"If you don't separate yourself from distractions, your distractions will separate you from your goals."
~ Steve Harvey
I love reading about other writers’ goals and how they plan to achieve them. This is something that’s always fascinated me, probably because it reassures me that I’m not alone.
But what is a successful writing plan?
I’ve learned a lot about how other writers’ minds work and it can be inspiring to read about their successes as well as their failures. Mostly I love their tenacity to keep going no matter what.
Working as a writer is extremely isolating because I have to work completely alone and cannot stand the smallest disturbance when I’m “in the flow,” deeply absorbed in my writing.
Thankfully, the Internet, books, and podcasts, gives me access to other writers, and seeing them go through the same struggle I do gives me hope.
When I first began writing professionally, I went openly online talking about what I was doing. The reaction from some people (through blog comments and emails) was hostile to say the least, and I used to get upset about it.
But eventually I discovered that I wasn’t the only writer getting criticism. In fact I was far from it. I found out that even the most prolific and successful writers received hate mail. Most writers put it down to jealousy and moved on, so I did too. I still get a few haters now and again, but thankfully it’s easy to report them and block them.

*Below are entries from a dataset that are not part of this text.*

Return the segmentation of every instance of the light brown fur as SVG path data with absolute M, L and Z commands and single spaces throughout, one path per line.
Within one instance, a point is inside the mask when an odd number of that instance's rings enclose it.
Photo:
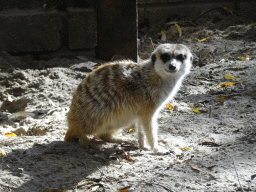
M 181 83 L 185 76 L 184 71 L 179 75 L 167 73 L 170 78 L 157 72 L 162 67 L 161 51 L 167 50 L 172 54 L 173 49 L 178 48 L 176 45 L 165 45 L 155 50 L 155 58 L 144 63 L 136 64 L 129 60 L 111 62 L 89 73 L 74 92 L 65 141 L 79 138 L 80 143 L 91 144 L 88 135 L 105 141 L 118 141 L 112 137 L 113 134 L 137 122 L 140 147 L 146 148 L 146 136 L 150 147 L 159 152 L 154 116 L 175 89 L 175 81 L 180 80 Z M 185 46 L 180 49 L 185 49 L 184 54 L 192 57 Z

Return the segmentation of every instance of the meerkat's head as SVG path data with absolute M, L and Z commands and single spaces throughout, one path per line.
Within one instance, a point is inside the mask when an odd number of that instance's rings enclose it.
M 152 53 L 151 62 L 162 78 L 188 74 L 193 56 L 187 46 L 182 44 L 161 44 Z

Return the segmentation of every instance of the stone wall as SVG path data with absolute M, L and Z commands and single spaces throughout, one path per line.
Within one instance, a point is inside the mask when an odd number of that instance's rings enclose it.
M 137 0 L 139 23 L 189 20 L 216 6 L 238 8 L 255 19 L 256 3 L 237 0 Z M 256 20 L 256 19 L 255 19 Z M 0 0 L 0 51 L 33 52 L 95 48 L 97 14 L 93 0 Z
M 0 50 L 55 51 L 95 48 L 97 22 L 92 8 L 9 9 L 0 12 Z

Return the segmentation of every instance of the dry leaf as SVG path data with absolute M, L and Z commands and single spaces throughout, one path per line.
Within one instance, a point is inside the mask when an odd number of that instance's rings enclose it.
M 206 38 L 203 38 L 203 39 L 198 39 L 199 42 L 203 42 L 203 41 L 206 41 Z
M 206 41 L 207 39 L 210 39 L 210 37 L 206 37 L 206 38 L 203 38 L 203 39 L 198 39 L 199 42 L 203 42 L 203 41 Z
M 238 59 L 240 59 L 242 61 L 244 61 L 244 60 L 248 61 L 248 60 L 250 60 L 250 56 L 249 55 L 245 55 L 245 57 L 238 57 Z
M 221 84 L 221 85 L 217 86 L 217 89 L 230 87 L 230 86 L 235 85 L 235 84 L 236 83 L 224 83 L 224 84 Z
M 229 10 L 227 7 L 223 7 L 223 9 L 228 10 L 231 13 L 231 15 L 233 15 L 233 12 L 231 10 Z
M 102 63 L 97 63 L 97 64 L 96 64 L 96 66 L 98 66 L 98 67 L 101 66 L 101 65 L 102 65 Z
M 3 150 L 1 150 L 1 155 L 5 156 L 5 152 Z
M 134 162 L 134 160 L 129 155 L 127 155 L 124 150 L 122 150 L 122 151 L 124 153 L 124 158 L 125 158 L 126 161 Z
M 232 75 L 227 75 L 227 74 L 225 74 L 224 77 L 225 77 L 226 79 L 235 79 L 234 76 L 232 76 Z
M 5 133 L 4 135 L 8 137 L 17 137 L 17 135 L 14 133 Z
M 49 189 L 49 190 L 44 190 L 42 192 L 66 192 L 66 191 L 60 190 L 60 189 Z
M 176 161 L 182 165 L 184 165 L 184 163 L 182 161 L 180 161 L 179 159 L 176 159 Z
M 194 107 L 190 107 L 195 113 L 197 114 L 200 114 L 201 112 L 197 109 L 197 108 L 194 108 Z
M 133 133 L 134 132 L 134 128 L 130 128 L 129 130 L 128 130 L 128 133 Z
M 191 166 L 194 171 L 200 172 L 201 170 L 197 166 Z
M 181 30 L 180 26 L 177 23 L 175 23 L 175 26 L 177 27 L 177 31 L 179 32 L 179 37 L 181 37 L 182 30 Z
M 170 105 L 170 104 L 166 104 L 166 106 L 165 106 L 166 108 L 168 108 L 168 109 L 173 109 L 173 106 L 172 105 Z
M 217 96 L 216 98 L 218 98 L 218 99 L 227 99 L 227 98 L 229 98 L 229 96 L 228 95 L 220 95 L 220 96 Z
M 134 162 L 134 160 L 129 155 L 124 155 L 126 161 Z
M 219 147 L 220 145 L 211 141 L 205 141 L 199 145 L 208 145 L 208 146 L 212 146 L 212 147 Z
M 129 188 L 131 188 L 131 186 L 124 187 L 116 192 L 129 192 L 130 191 Z
M 188 151 L 188 150 L 190 150 L 190 148 L 188 148 L 188 147 L 180 147 L 179 149 L 182 150 L 182 151 Z
M 94 184 L 93 181 L 87 181 L 87 182 L 84 182 L 82 185 L 92 185 L 92 184 Z

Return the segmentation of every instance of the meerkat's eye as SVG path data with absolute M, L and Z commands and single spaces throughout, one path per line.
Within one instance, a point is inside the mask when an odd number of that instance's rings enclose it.
M 184 59 L 186 59 L 186 55 L 179 54 L 179 55 L 176 56 L 176 59 L 179 60 L 179 61 L 183 61 Z
M 164 63 L 169 61 L 171 59 L 170 55 L 168 53 L 161 54 L 160 58 L 163 60 Z

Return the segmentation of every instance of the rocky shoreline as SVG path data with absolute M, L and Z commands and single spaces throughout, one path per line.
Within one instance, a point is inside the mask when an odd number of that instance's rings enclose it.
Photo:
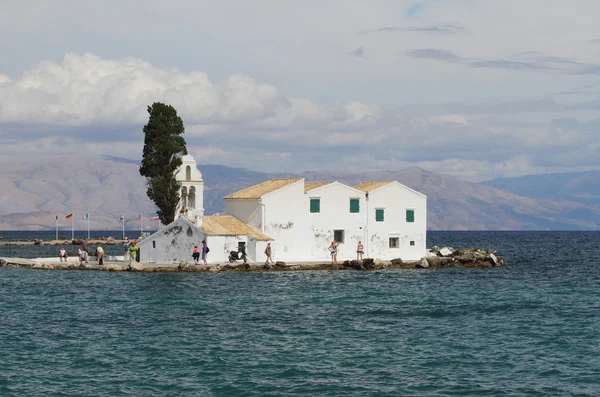
M 429 254 L 420 261 L 403 261 L 392 259 L 365 258 L 362 261 L 347 260 L 339 263 L 323 262 L 276 262 L 265 263 L 215 263 L 209 265 L 194 265 L 187 261 L 177 263 L 138 263 L 106 262 L 99 265 L 97 261 L 79 265 L 77 258 L 69 262 L 59 262 L 56 259 L 23 259 L 0 258 L 0 267 L 17 267 L 42 270 L 103 270 L 103 271 L 132 271 L 132 272 L 221 272 L 221 271 L 296 271 L 296 270 L 384 270 L 384 269 L 445 269 L 452 267 L 492 268 L 507 266 L 508 263 L 495 251 L 481 248 L 453 250 L 452 248 L 433 247 Z

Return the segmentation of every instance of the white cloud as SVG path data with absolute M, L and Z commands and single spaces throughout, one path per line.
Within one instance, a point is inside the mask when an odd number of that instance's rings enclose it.
M 178 110 L 188 150 L 204 163 L 269 171 L 418 165 L 472 180 L 598 166 L 594 100 L 317 103 L 244 74 L 213 81 L 204 71 L 90 53 L 40 62 L 12 80 L 0 75 L 0 153 L 139 158 L 154 101 Z

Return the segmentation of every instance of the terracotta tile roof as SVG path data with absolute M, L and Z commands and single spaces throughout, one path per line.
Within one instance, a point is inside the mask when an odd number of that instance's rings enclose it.
M 377 190 L 380 187 L 384 187 L 393 183 L 395 181 L 369 181 L 369 182 L 361 182 L 358 185 L 354 186 L 355 189 L 362 190 L 363 192 L 372 192 L 373 190 Z
M 252 226 L 231 215 L 211 215 L 202 217 L 202 231 L 209 236 L 243 236 L 248 235 L 256 240 L 273 240 Z
M 308 192 L 309 190 L 313 190 L 318 187 L 321 187 L 321 186 L 330 185 L 332 183 L 333 183 L 333 181 L 331 181 L 331 182 L 304 182 L 304 193 Z
M 291 185 L 292 183 L 301 181 L 302 178 L 284 178 L 284 179 L 269 179 L 258 185 L 250 186 L 239 192 L 231 193 L 224 199 L 259 199 L 267 193 L 279 190 L 282 187 Z

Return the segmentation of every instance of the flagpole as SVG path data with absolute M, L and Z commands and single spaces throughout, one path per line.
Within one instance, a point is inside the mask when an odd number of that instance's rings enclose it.
M 58 240 L 58 215 L 56 215 L 56 219 L 54 219 L 54 223 L 56 223 L 56 240 Z
M 87 221 L 88 221 L 88 240 L 90 239 L 90 213 L 87 212 Z
M 71 215 L 71 240 L 75 240 L 75 214 Z
M 121 222 L 123 223 L 123 238 L 121 240 L 125 240 L 125 217 L 121 219 Z
M 140 237 L 144 234 L 144 214 L 140 215 Z

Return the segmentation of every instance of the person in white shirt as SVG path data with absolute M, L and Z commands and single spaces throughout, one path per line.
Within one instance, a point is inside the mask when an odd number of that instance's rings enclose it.
M 60 251 L 58 252 L 58 256 L 60 257 L 60 261 L 63 261 L 63 258 L 65 259 L 65 262 L 67 262 L 67 251 L 65 250 L 64 247 L 60 248 Z

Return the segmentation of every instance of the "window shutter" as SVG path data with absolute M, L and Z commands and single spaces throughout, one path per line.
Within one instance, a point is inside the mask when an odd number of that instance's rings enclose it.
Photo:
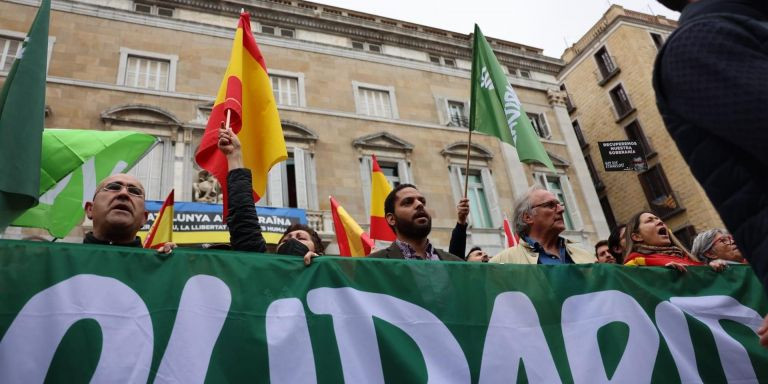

It turned out that even hugely successful authors like Stephen King get people telling him how he could have written his books better, even though they’ve never written anything and his books are not only best sellers, but many have been made into high-grossing movies. He wrote about this in his book ‘On Writing.’
But trolls like these are the type of thing that can be distracting, especially if you’re just starting your career, like I was at the time. Back then, even other writers would tell me that I’d never make it as a published author because I self-published my books when no one else (or not many) was doing it.
Then the self-publishing industry boomed and I was already way ahead of the rest, who’ve since failed and seem to have fallen out of the writing universe, yet here I am - still!
And it’s probably due tot he fact that, like all the successful writers I’ve read about, I’ve always had a plan of what I wanted to achieve and how I was going to do it.
My original plan was to set up several websites and us them to earn money through advertising and affiliate marketing. At the same time, I was also doing freelance writing and submitting article ideas to magazines and other websites all the time. And it worked well.
My next plan was to write a novel, which I did . I self-published it (which took a lot of research back then to figure out how to do it), and when I started making sales, I wrote a book about how I did it so that others could do it too, and that’s when I got trolled by the haters. Yet at the same time, my books sales took off (and I swear the trolls helped me with marketing by talking about me all over the Internet), and my websites were all earning me a good passive income.
Since then my plans have changed a few more times because the online and publishing world have changed so much. I’ve always been constantly learning the whole time so that I can keep up with everything. Even now I’m trying to keep up with AI and how it’s making even more changes to the way I work.
My plan now is to write and publish as many books as I can, as well as still doing freelance writing.
But no matter what, having a plan is important because without one, how can you achieve anything?